Cyberlaw_Context_Flashcards
(16 cards)
Term
Definition and Context
CFAA (Computer Fraud and Abuse Act)
A U.S. law that criminalizes unauthorized access to computer systems. | A hacker using stolen credentials to access a company’s internal database would be charged under the CFAA.
DMCA (Digital Millennium Copyright Act)
A law protecting copyrighted digital content and banning circumvention of digital rights management (DRM). | If someone bypasses Netflix’s DRM to download and share movies, that’s a DMCA violation.
Ethical Relativism
The belief that morality is culturally defined and no universal moral standard exists. | A company operating in a country with weak privacy laws may justify invasive tracking, claiming it’s locally acceptable.
Utilitarianism (Ethics Theory)
Ethical choices should aim to produce the greatest good for the greatest number. | A company deciding to collect minimal user data to reduce privacy risks and increase trust is applying utilitarian logic.
HIPAA (Health Insurance Portability and Accountability Act)
U.S. law protecting sensitive patient health data. | A hospital employee leaking patient records without consent is violating HIPAA.
GDPR (General Data Protection Regulation)

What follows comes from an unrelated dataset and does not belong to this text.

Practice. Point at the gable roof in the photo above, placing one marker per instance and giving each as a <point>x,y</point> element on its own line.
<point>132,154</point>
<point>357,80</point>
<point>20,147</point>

European Union regulation that governs data privacy and gives individuals control over personal data. | A website failing to get explicit consent before tracking EU users with cookies violates GDPR.
Insider Threat
A security risk that originates from people within the organization. | An IT admin leaking internal documents due to personal grievances is an insider threat.
Social Engineering
Manipulating individuals to gain unauthorized access to information or systems. | A scammer pretending to be IT support and tricking an employee into giving login credentials.
Whistleblower
An individual who exposes illegal or unethical activity within an organization. | Edward Snowden leaked NSA surveillance practices, acting as a whistleblower.
Informed Consent (in Privacy)
The principle that individuals must knowingly agree to data collection or use. | A mobile app that hides its tracking policies deep in the Terms of Service lacks informed consent.
Stare Decisis
The legal principle of using precedent to decide future cases. | A judge uses a prior ruling on digital search and seizure to determine a similar cybercrime case.
Copyright Infringement
Unauthorized use of copyrighted material. | Uploading an artist’s song to YouTube without permission is copyright infringement.
Digital Signature
Cryptographic validation that verifies the authenticity and integrity of a digital message. | A signed software update assures users it came from the real developer and hasn’t been tampered with.
Due Care vs. Due Diligence
Due diligence is researching risks; due care is actively protecting against them. | A company conducting background checks shows due diligence; encrypting user data is due care.
Fourth Amendment (in cyber context)
Protects against unreasonable searches and seizures, applied to digital devices. | Police need a warrant to search your smartphone under the Fourth Amendment.